Après la chute d'Avdiivka, les villes ukrainiennes voisines craignent d'être occupées par les Russes

Lorsqu'elle a appris qu'un missile russe avait frappé la maternité de l'hôpital où elle travaillait, l'Ukrainienne Olena Obodets s'y est immédiatement rendue.
L'attaque de la semaine dernière contre l'hôpital de Selidove, dans l'est de l'Ukraine, a tué une femme enceinte de 36 ans, une mère et son fils de neuf ans.
Quelques jours plus tard, Olena raconte en larmes à l'AFP l'évacuation frénétique de dizaines de patients dans un hôpital en proie aux flammes.
Selidove est située à 30 km à l'est d'Avdiivka, une ville récemment conquise par l'armée russe après des mois de résistance ukrainienne.
Ce revers a alimenté l'angoisse des habitants de la région.
"J'entends beaucoup de gens dans la ville se demander s'il faut ou non évacuer", raconte Olena, 42 ans, alors qu'une odeur âcre de béton calciné flotte dans l'air, se mêlant au bruit de l'artillerie au loin.

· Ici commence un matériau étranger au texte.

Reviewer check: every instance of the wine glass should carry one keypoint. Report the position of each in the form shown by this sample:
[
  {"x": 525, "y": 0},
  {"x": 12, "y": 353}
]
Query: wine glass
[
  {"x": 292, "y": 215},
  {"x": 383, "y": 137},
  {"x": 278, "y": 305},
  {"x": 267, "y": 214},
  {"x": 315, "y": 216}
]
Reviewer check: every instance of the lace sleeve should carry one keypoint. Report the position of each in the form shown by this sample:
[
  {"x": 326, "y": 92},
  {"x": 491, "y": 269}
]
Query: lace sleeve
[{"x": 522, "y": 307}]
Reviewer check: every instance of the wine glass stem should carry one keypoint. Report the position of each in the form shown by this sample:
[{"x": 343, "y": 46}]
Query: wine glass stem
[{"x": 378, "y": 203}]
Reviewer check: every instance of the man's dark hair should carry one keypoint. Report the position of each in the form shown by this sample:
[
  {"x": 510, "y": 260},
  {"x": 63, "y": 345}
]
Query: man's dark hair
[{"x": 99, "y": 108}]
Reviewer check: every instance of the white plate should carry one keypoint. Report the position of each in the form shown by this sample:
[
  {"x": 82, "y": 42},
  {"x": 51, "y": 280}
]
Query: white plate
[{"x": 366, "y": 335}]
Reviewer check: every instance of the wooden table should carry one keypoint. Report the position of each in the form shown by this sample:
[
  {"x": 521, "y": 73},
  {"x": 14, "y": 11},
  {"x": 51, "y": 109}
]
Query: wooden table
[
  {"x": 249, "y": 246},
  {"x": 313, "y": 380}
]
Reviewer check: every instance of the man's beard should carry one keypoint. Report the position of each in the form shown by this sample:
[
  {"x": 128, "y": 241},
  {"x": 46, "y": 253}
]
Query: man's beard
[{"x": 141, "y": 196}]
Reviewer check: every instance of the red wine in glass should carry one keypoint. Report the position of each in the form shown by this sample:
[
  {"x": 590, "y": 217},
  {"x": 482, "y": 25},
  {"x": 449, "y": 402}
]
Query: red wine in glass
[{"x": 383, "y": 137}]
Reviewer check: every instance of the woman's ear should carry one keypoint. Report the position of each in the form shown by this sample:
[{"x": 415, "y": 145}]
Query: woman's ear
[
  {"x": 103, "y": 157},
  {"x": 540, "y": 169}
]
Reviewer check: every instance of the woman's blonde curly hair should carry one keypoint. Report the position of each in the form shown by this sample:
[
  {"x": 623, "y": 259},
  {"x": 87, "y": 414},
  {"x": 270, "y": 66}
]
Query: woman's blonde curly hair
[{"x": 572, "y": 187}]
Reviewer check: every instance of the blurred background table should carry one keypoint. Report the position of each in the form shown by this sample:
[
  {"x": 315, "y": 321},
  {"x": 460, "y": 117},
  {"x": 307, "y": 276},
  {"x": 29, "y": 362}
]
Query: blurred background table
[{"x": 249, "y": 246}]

"Les gens ont peur. Ma fille me demande tous les jours de partir, mais je lui dis que ce n'est pas encore le moment", explique-t-elle.
À l'approche des combats, la police est confrontée à la tâche difficile d'évacuer les civils d'une zone de plus en plus dangereuse.
Les attaques et les avancées russes ont incité les gens à partir, explique Oleksandra Gavrilko, porte-parole de la police régionale.
"Nous avons surtout évacué des civils qui ont été tués. Nous transportons leurs corps pour que leurs proches puissent les enterrer", explique-t-elle à l'AFP.
Où aller ?
Une mère terrifiée retire quelques affaires de son appartement endommagé par les attaques, mais n'a pas l'intention d'évacuer la ville. Sa fille, en revanche, dit qu'elle veut partir.
La procureure Olena Osadcha, 40 ans, a déjà fui la ville de Donetsk, tombée aux mains des pro-russes en 2014. Les autorités l'ont laissée poursuivre son travail dans la ville de Dnipro, à l'extrême ouest du pays.
"Nous allons partir, mais nous ne savons pas encore où. Je ne veux pas aller à Dnipro. On n'y est pas en sécurité non plus", dit-elle.
Le directeur de l'hôpital en ruine, Oleg Kiyashko, 46 ans, explique qu'après les dernières attaques, une vingtaine d'employés sur les 350 qui travaillaient encore ont annoncé leur intention de quitter la ville.
"Nous réfléchissons tous à l'endroit où il serait préférable d'aller. Mais si la situation exige que nous soyons ici aujourd'hui, nous serons là. Pour l'instant, je ne partirai pas", ajoute Kiyashko.
"Personne"
À quelques kilomètres d'Avdiivka, près du village de Progress, les troupes ukrainiennes creusent de nouvelles lignes de défense.
Le dernier magasin du village est encore ouvert, bien que sa vitrine ait été détruite par les tirs d'obus.
Un employé et le propriétaire se demandent combien de temps encore ils pourront garder le magasin ouvert face à l'intensification des bombardements et à la fuite de la population.
"Lorsque les choses iront vraiment mal, il n'y aura plus personne ici. Personne n'achètera de nourriture", déclare Dmitro Dimitrov, le propriétaire du magasin.
Dehors, Viktor, un retraité de 66 ans, accroche autant de bouteilles d'eau qu'il le peut à son vélo. Il ne prête pas beaucoup d'attention au bruit des canons d'artillerie, mais admet qu'ils sont de plus en plus forts et de plus en plus fréquents.
"Mes voisins sont allés à Dnipro, mais je n'ai nulle part où aller", dit-elle.
Oleksandra Gavrilko, porte-parole de la police, explique que les personnes âgées, comme Viktor, sont les plus difficiles à convaincre de partir.
"Ils veulent mourir sur leur terre", dit-elle.